Polyester.@batchMacro
@batch for i in Iter; ...; end

Evaluate the loop on multiple threads.

@batch minbatch=N for i in Iter; ...; end

Evaluate at least N iterations per thread. Will use at most length(Iter) ÷ N threads.

@batch threadlocal=init() for i in Iter; ...; end

Create a thread-local storage used in the loop.

The init function will be called at the start at each thread. threadlocal will refer to storage local for the thread. At the end of the loop, a threadlocal vector containing all the thread-local values will be available. A type can be specified with threadlocal=init()::Type.

@batch reduction=((op1, var1), (op2, var2), ...) for i in Iter; ...; end

Perform OpenMP-esque reduction on the isbits variables var1, var2, ... using the operations op1, op2, ... . The variables have to be initialized before the loop and cannot be a fieldname like x.y or x[i]. Supported operations are +, *, min, max, &, and |. The type does not have to be provided, since it is already inferred from the initialized variables–-caution has to be taken to ensure that the type remains consistent throughout the loop. While threadlocal can do the same thing, reduction does not incur additional allocations and is generally more efficient for its purpose. It is up to the user to ensure that there are no data dependencies between iterations, which could lead to incorrect results.

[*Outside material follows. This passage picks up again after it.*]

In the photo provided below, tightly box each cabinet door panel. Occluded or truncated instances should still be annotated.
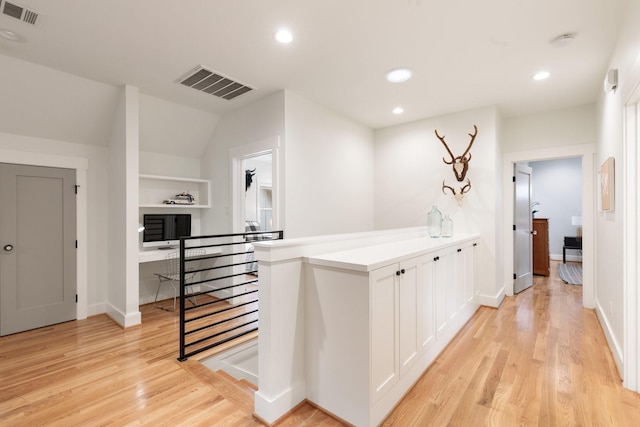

@batch per=core for i in Iter; ...; end
@batch per=thread for i in Iter; ...; end

Use at most 1 thread per physical core, or 1 thread per CPU thread, respectively. One thread per core will mean less threads competing for the cache, while (for example) if there are two hardware threads per physical core, then using each thread means that there are two independent instruction streams feeding the CPU's execution units. When one of these streams isn't enough to make the most of out of order execution, this could increase total throughput.

Which performs better will depend on the workload, so if you're not sure it may be worth benchmarking both.

LoopVectorization.jl currently only uses up to 1 thread per physical core. Because there is some overhead to switching the number of threads used, per=core is @batch's default, so that Polyester.@batch and LoopVectorization.@tturbo work well together by default.

Threads are not pinned to a given CPU core and the total number of available threads is still governed by --threads or JULIA_NUM_THREADS.

You can pass both per=(core/thread) and minbatch=N options at the same time, e.g.

@batch per=thread minbatch=2000 for i in Iter; ...; end
@batch minbatch=5000 per=core   for i in Iter; ...; end

@batch stride=true for i in Iter; ...; end

This may be better for load balancing if iterations close to each other take a similar amount of time, but iterations far apart take different lengths of time. Setting this also forces per=thread. The default is stride=false.